Pérolas de um devoto capitalista
A minha diatribe de hoje é dirigida a um doutorado em Economia (começa a ser preocupante a (de)formação cívica que esta espécie de ciência parece incutir em muitos dos seus especialistas) e vice-presidente da CIP, de nome Paulo Nunes de Almeida. Numa entrevista dada ao «Público», este senhor produziu um conjunto de asserções tão retorcidas e eivadas de uma idiossincrasia tão fervorosamente capitalista e neoliberal, que violentam até à náusea as preocupações sociais e o respeito pela dignidade laboral dos trabalhadores. Passo a expor:
i) Para o douto economista, aumentar o salário mínimo nacional para 500 euros vai gerar mais desemprego - claro que sim, pois os empresários (ou patrões?) não se privarão de comprar os seus veículos topo de gama ou as suas residências de férias, além de que os lucros que obtêm e a distribuição das mais-valias são inegociáveis; vai daí e ameaçam cortar postos de trabalho, porque, como se vê, o dinheiro não estica...
ii) Apela ele dramaticamente para que se proceda à redução do número de feriados - claro que sim, são uma causa substancialíssima da redução da produtividade e da competitividade; afinal, o ano só tem 365 dias, poucos para trabalhar e demasiados para folgar; então as férias e os inoportunos fins-de-semana não bastam?
iii) Sugere ele ao Governo, como bom, atento e exemplar cidadão que deve ser, a colocação de um tecto nas indemnizações - claro que sim, as indemnizações milionárias que os operários recebem com ligeireza merecem a nossa reprovação, pois não são administradores nem directores-gerais de bancos, de multinacionais ou de empresas públicas, para além de que já são muito bem remunerados mensalmente.
iv) Preocupado com a globalização, defende a criação de um «fundo» de ajustamento à dita com dinheiros públicos - claro que sim, há que dignificar a iniciativa privada e para isso há funcionários públicos a mais; as receitas dos impostos, ao contrário dos lucros das empresas, devem ser melhor repartidos.
v) E ainda refere o eloquente empresário a questão dos horários, mostrando que é cristão de boa cepa e um altruísta moral: magnânimo, opõe-se à discricionaridade no prolongamento do horário de trabalho, pois sabe por experiência própria que, a partir de determinado tempo extra, não é o cansaço que aumenta mas a produtividade que diminui!

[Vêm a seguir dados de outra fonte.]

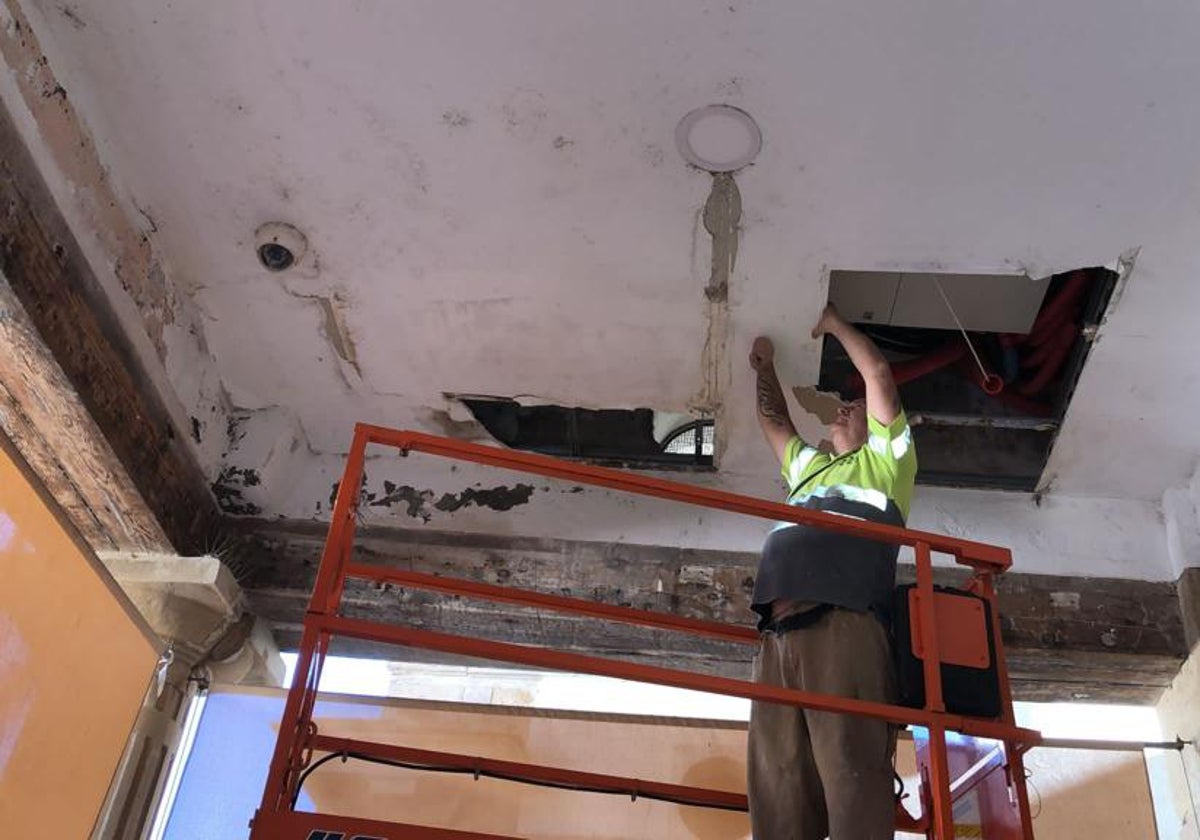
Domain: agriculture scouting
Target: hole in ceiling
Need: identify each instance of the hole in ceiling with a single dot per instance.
(639, 438)
(1031, 335)
(718, 138)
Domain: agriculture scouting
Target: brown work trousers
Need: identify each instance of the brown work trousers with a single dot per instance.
(816, 774)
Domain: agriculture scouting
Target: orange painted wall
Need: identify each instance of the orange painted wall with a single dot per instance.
(75, 665)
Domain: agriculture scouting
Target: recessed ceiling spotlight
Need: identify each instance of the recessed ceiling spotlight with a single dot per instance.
(280, 246)
(718, 138)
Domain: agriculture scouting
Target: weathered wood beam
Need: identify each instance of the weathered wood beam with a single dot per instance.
(139, 453)
(1068, 639)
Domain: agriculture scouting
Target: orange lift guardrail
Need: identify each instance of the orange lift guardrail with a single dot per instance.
(969, 765)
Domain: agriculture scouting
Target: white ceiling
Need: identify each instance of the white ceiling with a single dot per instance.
(496, 205)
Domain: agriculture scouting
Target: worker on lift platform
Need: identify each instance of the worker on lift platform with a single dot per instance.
(823, 601)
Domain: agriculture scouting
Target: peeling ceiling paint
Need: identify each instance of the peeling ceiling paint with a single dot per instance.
(496, 207)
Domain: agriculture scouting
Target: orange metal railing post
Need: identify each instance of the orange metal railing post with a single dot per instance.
(298, 737)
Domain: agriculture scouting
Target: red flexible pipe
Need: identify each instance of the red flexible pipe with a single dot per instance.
(1054, 361)
(1023, 403)
(1054, 313)
(915, 369)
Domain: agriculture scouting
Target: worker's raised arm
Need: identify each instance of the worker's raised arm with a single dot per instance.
(772, 407)
(882, 399)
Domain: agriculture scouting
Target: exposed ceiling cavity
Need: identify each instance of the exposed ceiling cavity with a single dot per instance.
(985, 401)
(495, 203)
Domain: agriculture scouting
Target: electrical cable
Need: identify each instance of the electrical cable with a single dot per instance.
(983, 371)
(503, 777)
(1029, 778)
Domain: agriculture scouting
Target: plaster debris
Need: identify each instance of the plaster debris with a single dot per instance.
(337, 334)
(823, 405)
(723, 211)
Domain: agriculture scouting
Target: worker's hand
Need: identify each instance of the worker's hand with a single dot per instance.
(828, 322)
(762, 353)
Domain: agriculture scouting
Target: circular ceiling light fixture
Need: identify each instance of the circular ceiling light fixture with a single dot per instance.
(718, 138)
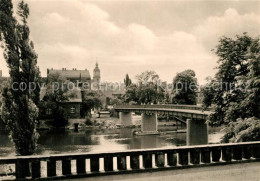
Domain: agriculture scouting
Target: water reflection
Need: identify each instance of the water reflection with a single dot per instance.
(68, 141)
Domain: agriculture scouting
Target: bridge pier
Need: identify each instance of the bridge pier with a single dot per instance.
(149, 123)
(197, 132)
(126, 118)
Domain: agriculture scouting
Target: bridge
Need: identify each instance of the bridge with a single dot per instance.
(197, 128)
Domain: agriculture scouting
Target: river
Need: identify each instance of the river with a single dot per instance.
(97, 140)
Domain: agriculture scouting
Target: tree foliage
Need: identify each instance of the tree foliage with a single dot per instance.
(185, 88)
(54, 99)
(19, 110)
(92, 100)
(234, 92)
(127, 80)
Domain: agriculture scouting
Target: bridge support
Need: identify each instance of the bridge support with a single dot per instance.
(149, 123)
(197, 132)
(126, 118)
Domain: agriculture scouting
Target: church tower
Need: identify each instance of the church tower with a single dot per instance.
(96, 75)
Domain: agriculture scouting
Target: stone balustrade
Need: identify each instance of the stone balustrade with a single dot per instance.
(142, 160)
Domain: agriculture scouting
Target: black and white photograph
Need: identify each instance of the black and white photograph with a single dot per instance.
(140, 90)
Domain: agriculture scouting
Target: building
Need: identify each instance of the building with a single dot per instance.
(82, 82)
(76, 76)
(96, 78)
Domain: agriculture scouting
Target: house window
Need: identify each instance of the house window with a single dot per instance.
(72, 110)
(48, 111)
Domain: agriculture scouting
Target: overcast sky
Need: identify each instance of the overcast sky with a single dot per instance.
(134, 36)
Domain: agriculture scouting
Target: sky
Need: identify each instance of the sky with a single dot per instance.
(133, 36)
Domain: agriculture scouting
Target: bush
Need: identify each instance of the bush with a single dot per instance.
(88, 122)
(242, 131)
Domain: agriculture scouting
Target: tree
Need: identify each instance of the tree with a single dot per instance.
(228, 91)
(146, 91)
(185, 88)
(127, 80)
(147, 77)
(19, 110)
(91, 99)
(54, 99)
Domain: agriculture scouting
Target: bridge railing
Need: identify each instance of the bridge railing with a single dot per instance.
(166, 106)
(90, 164)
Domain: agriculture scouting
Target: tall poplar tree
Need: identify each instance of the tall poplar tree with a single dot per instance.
(19, 110)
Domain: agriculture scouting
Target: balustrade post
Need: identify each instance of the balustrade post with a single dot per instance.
(22, 169)
(134, 162)
(81, 165)
(172, 158)
(160, 159)
(205, 155)
(94, 164)
(121, 162)
(237, 153)
(36, 169)
(195, 156)
(108, 163)
(148, 160)
(226, 154)
(66, 167)
(247, 153)
(51, 168)
(216, 154)
(183, 157)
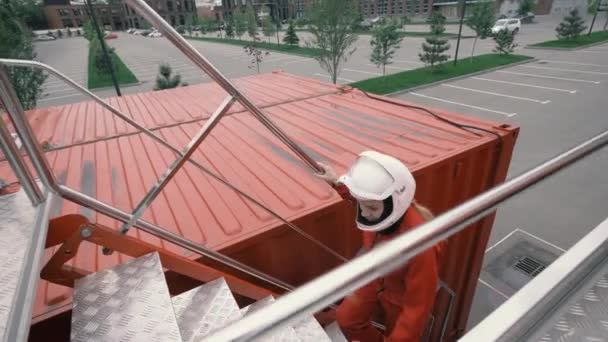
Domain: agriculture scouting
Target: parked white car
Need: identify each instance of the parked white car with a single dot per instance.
(511, 25)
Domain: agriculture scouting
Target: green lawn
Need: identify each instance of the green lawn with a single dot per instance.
(580, 41)
(297, 50)
(413, 78)
(100, 80)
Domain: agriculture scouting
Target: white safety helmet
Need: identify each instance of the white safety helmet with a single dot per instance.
(376, 176)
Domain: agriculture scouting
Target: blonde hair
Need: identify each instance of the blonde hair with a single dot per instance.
(425, 212)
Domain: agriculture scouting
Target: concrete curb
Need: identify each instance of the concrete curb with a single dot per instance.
(565, 49)
(400, 92)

E quando há sazonal trabalho acrescido "nós temos que criar um mecanismo em que essas horas a mais possam ser compensadas nos períodos em que a empresa tem menos trabalho" - claro que sim, pois as horas-extra de trabalho só beliscam os lucros e ainda está para nascer o doutorado em Economia que defenda a equiparação do trabalho extraordinário a trabalho normal; o que interessa, portanto, é acabar com as horas extraordinárias usufruindo o patrão delas, como há muito fazem os bancos.
Como se vê, este depoimento é uma pérola apologética do capitalismo mais rude, bárbaro e selvagem que se possa imaginar. Sinal dos tempos, é com pressões desta índole que o Governo intervem na economia no sentido único de beneficiar o patronato (que, em Portugal, empresariado há pouco!), ainda demasiado molestado pelos mesquinhos interesses dos trabalhadores. O que a direita pretende não é «menos Estado, melhor Estado», mas sim «menos Estado social, melhor Estado elitista».
Paulo Nunes de Almeida dá até a entender que, se calhar, e se fosse caso disso, até vendia a própria mãe! Ou esquece que os assalariados também são gente com direito a ter família e que não nasceram com o propósito exclusivo de trabalhar ou de serem escravos?
2 Comments:
Tive de ir ler para acreditar... estou completamente aparvalhado... nem consigo fechar a boca...!
Agora os srs empresários, vulgo patos bravos, vão andar de polo e deixar de usar os visa gold para pagar jantares. Nã quuriam mais nada...
Volta Salazar, estás mais que perdoado!
Estes senhores economistas esquecem-se que se tratarem muito mal os seus trabalhadores acabam por perder também o seu consumidor final.
É que nos seus livros de "economês" não lhes explicam que, em última análise, são as mesmas pessoas.
Estes "merceeiros" estão a cavar a sua própria sepultura a grande velocidade.